Mall visits have also declined by 50 percent. Real estate research firm Cushman and Wakefield said that footfall fell from 35 million in 2010 to 17 million in 2013! Another important factor is how they are structured – most of them are retail bundles or have co-tenancy clauses. When anchor stores like Macy’s close, it has the potential to pull the curtains on the mall itself! Malls are no longer the preferred hangout spot. People prefer to travel or eat out with friends. Malls must reinvent themselves, offer better food, fitness and entertainment options to bring back the crowd.

Oh Canada!

Canada has escaped the retail apocalypse that’s hit its southern neighbour, and provides valuable lessons for the industry.
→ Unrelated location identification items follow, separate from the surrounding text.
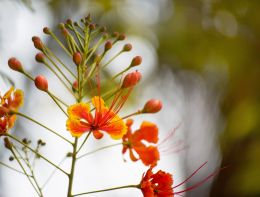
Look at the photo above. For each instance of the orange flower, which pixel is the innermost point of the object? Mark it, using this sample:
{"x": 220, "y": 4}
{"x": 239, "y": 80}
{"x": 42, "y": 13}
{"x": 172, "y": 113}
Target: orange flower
{"x": 11, "y": 101}
{"x": 148, "y": 131}
{"x": 157, "y": 185}
{"x": 105, "y": 119}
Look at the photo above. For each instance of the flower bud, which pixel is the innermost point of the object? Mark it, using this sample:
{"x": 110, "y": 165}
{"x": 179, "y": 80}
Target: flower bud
{"x": 37, "y": 43}
{"x": 127, "y": 47}
{"x": 46, "y": 30}
{"x": 39, "y": 57}
{"x": 152, "y": 106}
{"x": 7, "y": 143}
{"x": 137, "y": 60}
{"x": 121, "y": 37}
{"x": 103, "y": 29}
{"x": 75, "y": 86}
{"x": 15, "y": 64}
{"x": 77, "y": 58}
{"x": 131, "y": 79}
{"x": 108, "y": 46}
{"x": 92, "y": 26}
{"x": 41, "y": 83}
{"x": 69, "y": 21}
{"x": 3, "y": 111}
{"x": 115, "y": 34}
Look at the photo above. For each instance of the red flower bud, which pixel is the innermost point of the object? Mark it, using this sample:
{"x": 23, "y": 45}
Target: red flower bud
{"x": 46, "y": 30}
{"x": 3, "y": 111}
{"x": 131, "y": 79}
{"x": 15, "y": 64}
{"x": 108, "y": 45}
{"x": 39, "y": 57}
{"x": 137, "y": 60}
{"x": 7, "y": 143}
{"x": 152, "y": 106}
{"x": 75, "y": 86}
{"x": 41, "y": 83}
{"x": 77, "y": 58}
{"x": 37, "y": 43}
{"x": 92, "y": 26}
{"x": 115, "y": 34}
{"x": 121, "y": 37}
{"x": 69, "y": 21}
{"x": 127, "y": 47}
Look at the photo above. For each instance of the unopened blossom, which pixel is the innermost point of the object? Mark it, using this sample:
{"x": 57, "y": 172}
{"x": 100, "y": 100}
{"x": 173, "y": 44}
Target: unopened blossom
{"x": 104, "y": 119}
{"x": 10, "y": 102}
{"x": 133, "y": 142}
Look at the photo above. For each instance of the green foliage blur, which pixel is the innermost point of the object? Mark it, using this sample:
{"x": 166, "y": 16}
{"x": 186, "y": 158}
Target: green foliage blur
{"x": 219, "y": 37}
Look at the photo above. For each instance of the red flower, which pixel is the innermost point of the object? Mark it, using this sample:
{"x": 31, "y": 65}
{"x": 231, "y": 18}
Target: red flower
{"x": 157, "y": 185}
{"x": 11, "y": 101}
{"x": 81, "y": 120}
{"x": 148, "y": 131}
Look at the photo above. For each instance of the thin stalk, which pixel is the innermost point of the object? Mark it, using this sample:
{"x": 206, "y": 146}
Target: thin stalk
{"x": 99, "y": 149}
{"x": 27, "y": 162}
{"x": 58, "y": 59}
{"x": 59, "y": 99}
{"x": 23, "y": 169}
{"x": 73, "y": 163}
{"x": 53, "y": 172}
{"x": 59, "y": 77}
{"x": 40, "y": 155}
{"x": 60, "y": 43}
{"x": 106, "y": 64}
{"x": 109, "y": 189}
{"x": 28, "y": 75}
{"x": 83, "y": 142}
{"x": 57, "y": 104}
{"x": 57, "y": 67}
{"x": 42, "y": 125}
{"x": 11, "y": 168}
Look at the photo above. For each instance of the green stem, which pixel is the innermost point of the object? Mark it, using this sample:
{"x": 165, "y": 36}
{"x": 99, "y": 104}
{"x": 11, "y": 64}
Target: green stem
{"x": 73, "y": 163}
{"x": 25, "y": 145}
{"x": 64, "y": 66}
{"x": 109, "y": 189}
{"x": 59, "y": 99}
{"x": 27, "y": 162}
{"x": 42, "y": 125}
{"x": 28, "y": 176}
{"x": 60, "y": 43}
{"x": 57, "y": 104}
{"x": 11, "y": 168}
{"x": 99, "y": 149}
{"x": 83, "y": 142}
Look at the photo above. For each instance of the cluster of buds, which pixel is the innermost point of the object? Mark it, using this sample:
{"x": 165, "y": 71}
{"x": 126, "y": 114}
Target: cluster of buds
{"x": 94, "y": 111}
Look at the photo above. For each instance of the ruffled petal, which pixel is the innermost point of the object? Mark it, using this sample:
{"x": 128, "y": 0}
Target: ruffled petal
{"x": 115, "y": 127}
{"x": 148, "y": 155}
{"x": 148, "y": 131}
{"x": 80, "y": 111}
{"x": 76, "y": 127}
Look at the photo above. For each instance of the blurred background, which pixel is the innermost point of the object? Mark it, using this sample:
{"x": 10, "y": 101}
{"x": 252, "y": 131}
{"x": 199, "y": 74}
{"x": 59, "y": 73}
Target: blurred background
{"x": 200, "y": 57}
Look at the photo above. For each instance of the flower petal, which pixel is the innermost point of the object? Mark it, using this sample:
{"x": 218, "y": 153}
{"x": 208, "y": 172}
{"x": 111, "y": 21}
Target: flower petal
{"x": 148, "y": 131}
{"x": 76, "y": 127}
{"x": 148, "y": 155}
{"x": 80, "y": 111}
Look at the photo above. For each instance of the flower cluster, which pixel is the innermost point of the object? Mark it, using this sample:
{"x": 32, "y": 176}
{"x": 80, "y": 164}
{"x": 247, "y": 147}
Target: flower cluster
{"x": 95, "y": 110}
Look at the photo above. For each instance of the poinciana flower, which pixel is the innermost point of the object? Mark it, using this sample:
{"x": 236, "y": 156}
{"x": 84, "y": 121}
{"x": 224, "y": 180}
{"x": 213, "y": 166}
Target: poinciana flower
{"x": 148, "y": 132}
{"x": 11, "y": 101}
{"x": 159, "y": 184}
{"x": 105, "y": 119}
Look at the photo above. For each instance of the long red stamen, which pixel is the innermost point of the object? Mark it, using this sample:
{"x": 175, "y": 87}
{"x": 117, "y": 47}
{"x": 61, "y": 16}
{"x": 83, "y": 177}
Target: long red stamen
{"x": 200, "y": 183}
{"x": 191, "y": 175}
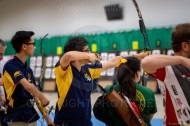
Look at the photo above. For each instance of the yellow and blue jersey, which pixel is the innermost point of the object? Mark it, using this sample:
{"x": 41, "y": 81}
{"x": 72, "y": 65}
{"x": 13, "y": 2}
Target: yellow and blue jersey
{"x": 18, "y": 99}
{"x": 73, "y": 107}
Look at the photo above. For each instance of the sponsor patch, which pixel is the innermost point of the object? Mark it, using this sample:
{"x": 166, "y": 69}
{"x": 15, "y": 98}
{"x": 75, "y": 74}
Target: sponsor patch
{"x": 174, "y": 89}
{"x": 17, "y": 74}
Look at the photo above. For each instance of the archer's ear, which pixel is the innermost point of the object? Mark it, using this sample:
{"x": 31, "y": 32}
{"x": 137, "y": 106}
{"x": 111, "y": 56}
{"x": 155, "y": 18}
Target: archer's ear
{"x": 24, "y": 46}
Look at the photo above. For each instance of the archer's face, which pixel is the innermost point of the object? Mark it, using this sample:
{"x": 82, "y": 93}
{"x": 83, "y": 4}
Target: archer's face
{"x": 86, "y": 49}
{"x": 30, "y": 47}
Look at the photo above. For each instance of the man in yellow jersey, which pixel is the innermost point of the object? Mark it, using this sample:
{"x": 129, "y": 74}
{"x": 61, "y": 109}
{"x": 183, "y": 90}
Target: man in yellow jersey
{"x": 74, "y": 77}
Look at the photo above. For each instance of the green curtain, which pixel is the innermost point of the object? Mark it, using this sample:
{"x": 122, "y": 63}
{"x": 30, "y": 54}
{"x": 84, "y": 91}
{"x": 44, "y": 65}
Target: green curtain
{"x": 114, "y": 41}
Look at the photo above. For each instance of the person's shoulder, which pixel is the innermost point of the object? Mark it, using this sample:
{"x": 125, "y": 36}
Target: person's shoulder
{"x": 115, "y": 87}
{"x": 95, "y": 65}
{"x": 139, "y": 86}
{"x": 9, "y": 63}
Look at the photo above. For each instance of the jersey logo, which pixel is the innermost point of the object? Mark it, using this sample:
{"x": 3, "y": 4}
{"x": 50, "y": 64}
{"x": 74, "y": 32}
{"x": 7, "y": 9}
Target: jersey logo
{"x": 174, "y": 89}
{"x": 140, "y": 100}
{"x": 17, "y": 74}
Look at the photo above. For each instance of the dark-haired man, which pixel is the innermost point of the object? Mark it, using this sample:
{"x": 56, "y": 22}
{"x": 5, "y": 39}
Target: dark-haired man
{"x": 173, "y": 75}
{"x": 74, "y": 77}
{"x": 20, "y": 86}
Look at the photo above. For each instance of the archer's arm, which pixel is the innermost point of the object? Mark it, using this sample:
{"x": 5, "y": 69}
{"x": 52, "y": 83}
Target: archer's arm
{"x": 113, "y": 61}
{"x": 70, "y": 56}
{"x": 153, "y": 62}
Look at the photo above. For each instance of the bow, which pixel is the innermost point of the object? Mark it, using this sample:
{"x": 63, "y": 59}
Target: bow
{"x": 145, "y": 36}
{"x": 40, "y": 82}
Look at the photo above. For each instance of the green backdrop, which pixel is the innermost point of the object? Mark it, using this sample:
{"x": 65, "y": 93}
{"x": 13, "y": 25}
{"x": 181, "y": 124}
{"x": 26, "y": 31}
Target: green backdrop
{"x": 114, "y": 41}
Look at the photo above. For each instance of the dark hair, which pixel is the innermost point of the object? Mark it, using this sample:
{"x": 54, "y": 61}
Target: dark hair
{"x": 20, "y": 38}
{"x": 2, "y": 44}
{"x": 75, "y": 44}
{"x": 180, "y": 34}
{"x": 126, "y": 75}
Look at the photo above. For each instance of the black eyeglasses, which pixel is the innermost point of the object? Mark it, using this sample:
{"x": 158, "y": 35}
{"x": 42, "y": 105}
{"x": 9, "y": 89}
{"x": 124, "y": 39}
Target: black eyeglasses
{"x": 33, "y": 43}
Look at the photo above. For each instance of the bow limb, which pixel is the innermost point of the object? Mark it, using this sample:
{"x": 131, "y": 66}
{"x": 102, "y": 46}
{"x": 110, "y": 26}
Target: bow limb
{"x": 40, "y": 82}
{"x": 142, "y": 27}
{"x": 144, "y": 78}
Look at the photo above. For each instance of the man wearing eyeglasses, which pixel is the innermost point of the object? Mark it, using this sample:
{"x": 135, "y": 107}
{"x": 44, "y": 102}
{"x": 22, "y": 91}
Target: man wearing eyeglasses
{"x": 74, "y": 77}
{"x": 20, "y": 85}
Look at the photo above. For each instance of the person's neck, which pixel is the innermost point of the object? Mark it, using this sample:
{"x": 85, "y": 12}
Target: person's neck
{"x": 77, "y": 65}
{"x": 22, "y": 57}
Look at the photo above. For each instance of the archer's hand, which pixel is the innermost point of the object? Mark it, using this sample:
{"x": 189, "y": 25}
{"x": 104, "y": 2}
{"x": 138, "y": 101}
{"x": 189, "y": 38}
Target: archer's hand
{"x": 142, "y": 55}
{"x": 94, "y": 57}
{"x": 44, "y": 101}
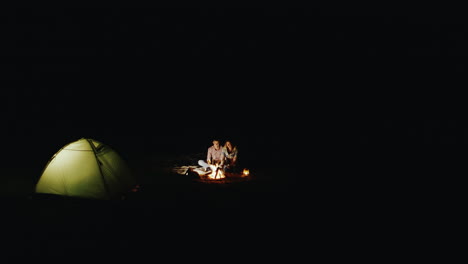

According to CBRE, shopping centre square footage per capita is 16.5 in Canada, less than USA’s 23.6.

Three of Canada’s busiest malls (CF Toronto Eaton Centre, Royal Bank Plaza, Centre Eaton Montréal) are in downtown cores while all the busiest US malls are in the suburbs. Eight of the top 10 busiest Canadian malls are connected to major rapid transit. Higher shipping costs and a low population density have also slowed the rise of e-commerce in the country.

One of the reasons for the continued success of the Canadian retail market is that shopping centres are constantly enhancing their food and beverage options. A Retail Council of Canada (RCC) study found out that consumer comfort while shopping is a priority for landlords. Pop-up/curated retail is increasing and luxury stores and aspirational retailers are joining hands with their traditional counterparts in malls.